The Pakistani rupee plunged to a record low of Rs255.43 against the dollar in the interbank market on Thursday, sliding Rs24.54 or 10.63 per cent from yesterday’s close, after the removal of an unofficial price cap on the exchange rate.

Ismail Iqbal Securities’ Head of Research Fahad Rauf said it was the largest single-day decline in both absolute and percentage terms since the introduction of the new exchange rate system in 1999.

Separately, the PKR was being traded at Rs255 per dollar — also a record low — in the open market around 11:40am, according to data from the Forex Association of Pakistan. This equates to a depreciation of Rs12 or 4.94pc over yesterday’s rate of Rs243.

As a result, the difference in rates between the interbank and open markets, which had widened to Rs15 in recent months, was almost wiped out.

Topline Securities CEO Mohammad Sohail termed it a “much-awaited adjustment” that allowed banks to quote an exchange rate based on demand and supply in the market.

He noted that the country adhered to a market-based exchange rate till September last year. However, afterwards the interbank rate was kept within a narrow band that gave rise to a grey market, he added.

“Now the grey market rate will come closer to the interbank rate. This will help in increasing exports and inward remittances through banking channels. This may also help in reviving the delayed ninth review with International Monetary Fund (IMF) and inflows from friendly nations.”

Director of financial data and analytics portal Mettis Global, Saad bin Naseer, said the State Bank of Pakistan’s (SBP) move to allow the dollar to appreciate was a “very good thing” for the market. However, there were no sellers, only people looking to buy the greenback at the moment, he added.

Naseer noted that one of the main requirements to complete the ninth review of the IMF programme, which would unlock $1.2 billion, was adherence to a market-based exchange rate.

After the move to lift the rate cap, inflows were expected from the IMF and elsewhere, Naseer said.

“Wider spreads between interbank and grey markets created pressure on the interbank market. This is a step closer to meeting the IMF’s condition,” said Komal Mansoor, head of strategy at Tresmark.

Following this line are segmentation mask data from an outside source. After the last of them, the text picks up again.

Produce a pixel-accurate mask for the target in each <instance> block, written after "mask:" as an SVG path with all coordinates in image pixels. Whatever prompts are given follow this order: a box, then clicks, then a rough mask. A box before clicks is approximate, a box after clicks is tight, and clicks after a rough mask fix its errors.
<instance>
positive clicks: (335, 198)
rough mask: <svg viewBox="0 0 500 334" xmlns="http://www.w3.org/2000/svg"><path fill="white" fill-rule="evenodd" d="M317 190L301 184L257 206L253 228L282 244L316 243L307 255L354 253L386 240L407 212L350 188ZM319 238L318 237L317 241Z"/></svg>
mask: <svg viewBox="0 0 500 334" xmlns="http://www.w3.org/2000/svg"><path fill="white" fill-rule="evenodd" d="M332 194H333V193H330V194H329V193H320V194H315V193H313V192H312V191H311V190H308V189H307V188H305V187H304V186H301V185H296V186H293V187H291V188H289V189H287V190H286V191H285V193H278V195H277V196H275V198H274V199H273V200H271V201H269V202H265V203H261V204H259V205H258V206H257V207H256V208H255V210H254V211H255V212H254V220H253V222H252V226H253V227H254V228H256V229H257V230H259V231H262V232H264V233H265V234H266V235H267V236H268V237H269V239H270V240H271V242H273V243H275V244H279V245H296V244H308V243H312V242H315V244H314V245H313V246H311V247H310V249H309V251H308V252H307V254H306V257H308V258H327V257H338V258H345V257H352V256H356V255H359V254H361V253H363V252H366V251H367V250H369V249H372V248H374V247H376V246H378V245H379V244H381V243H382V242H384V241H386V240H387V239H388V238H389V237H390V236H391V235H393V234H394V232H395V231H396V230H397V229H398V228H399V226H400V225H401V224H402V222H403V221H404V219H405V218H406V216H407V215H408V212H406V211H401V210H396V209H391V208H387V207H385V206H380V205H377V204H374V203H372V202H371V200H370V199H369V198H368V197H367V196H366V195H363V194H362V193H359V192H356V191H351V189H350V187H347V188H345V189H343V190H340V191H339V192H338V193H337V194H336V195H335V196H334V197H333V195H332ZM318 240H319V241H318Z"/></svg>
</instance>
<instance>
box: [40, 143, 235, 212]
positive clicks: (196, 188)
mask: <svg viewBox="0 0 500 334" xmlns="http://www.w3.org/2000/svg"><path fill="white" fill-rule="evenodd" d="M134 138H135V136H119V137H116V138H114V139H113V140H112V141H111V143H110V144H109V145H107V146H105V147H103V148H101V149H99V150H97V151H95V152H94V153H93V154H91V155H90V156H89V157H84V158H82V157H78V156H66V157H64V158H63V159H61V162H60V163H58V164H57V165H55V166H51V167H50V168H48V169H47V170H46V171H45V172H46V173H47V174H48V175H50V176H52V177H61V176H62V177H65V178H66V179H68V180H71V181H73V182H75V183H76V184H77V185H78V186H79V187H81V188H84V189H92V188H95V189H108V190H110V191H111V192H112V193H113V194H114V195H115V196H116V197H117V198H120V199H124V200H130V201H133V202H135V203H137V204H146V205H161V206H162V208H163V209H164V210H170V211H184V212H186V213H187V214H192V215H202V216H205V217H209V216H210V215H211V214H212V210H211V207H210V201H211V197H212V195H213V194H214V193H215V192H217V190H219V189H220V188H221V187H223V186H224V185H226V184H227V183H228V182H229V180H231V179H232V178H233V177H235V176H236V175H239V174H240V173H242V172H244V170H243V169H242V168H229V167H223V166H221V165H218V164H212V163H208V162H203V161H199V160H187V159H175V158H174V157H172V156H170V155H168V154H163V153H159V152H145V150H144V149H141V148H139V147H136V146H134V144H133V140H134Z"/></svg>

Meanwhile, Exchange Companies Association of Pakistan (Ecap) Chairman Malik Bostan said commercial banks were not supplying dollars to exchange companies despite the SBP’s directives. “The cap on the dollar rate has been removed which is why it is appreciating. It can continue to rise till supply resumes.”

He urged the SBP to ensure commercial banks supplied dollars to exchange companies.

Price cap lifted

Foreign exchange companies lifted a price cap on the dollar on Wednesday, saying it had caused “artificial” distortions and created a black market, where the US currency was selling at higher rates. As a result, the rupee depreciated to Rs252.5 in early open-market trade.

However, within an hour of the implementation of the unprecedented decision by exchange firms, the SBP swung into action and crushed the move, forcing exchange companies to bring down the initial price of Rs252.5 to Rs243.

Before the cap on the rupee was removed, markets eyed three different rates to assess its value — the SBP’s official rate, the one assessed by the foreign exchange companies and the black market rate.

Shortly after taking over in September last year, Finance Minister Dar had termed the PKR’s depreciation against the US dollar “the mother of all evils” and introduced a host of administrative measures in collaboration with the central bank to keep the exchange rate in check.

However, as the country’s foreign exchange reserves declined rapidly, the financial sector had urged Dar to stop ‘managing’ the rupee-dollar parity, which is one of the key conditions set by the IMF for resuming stalled talks.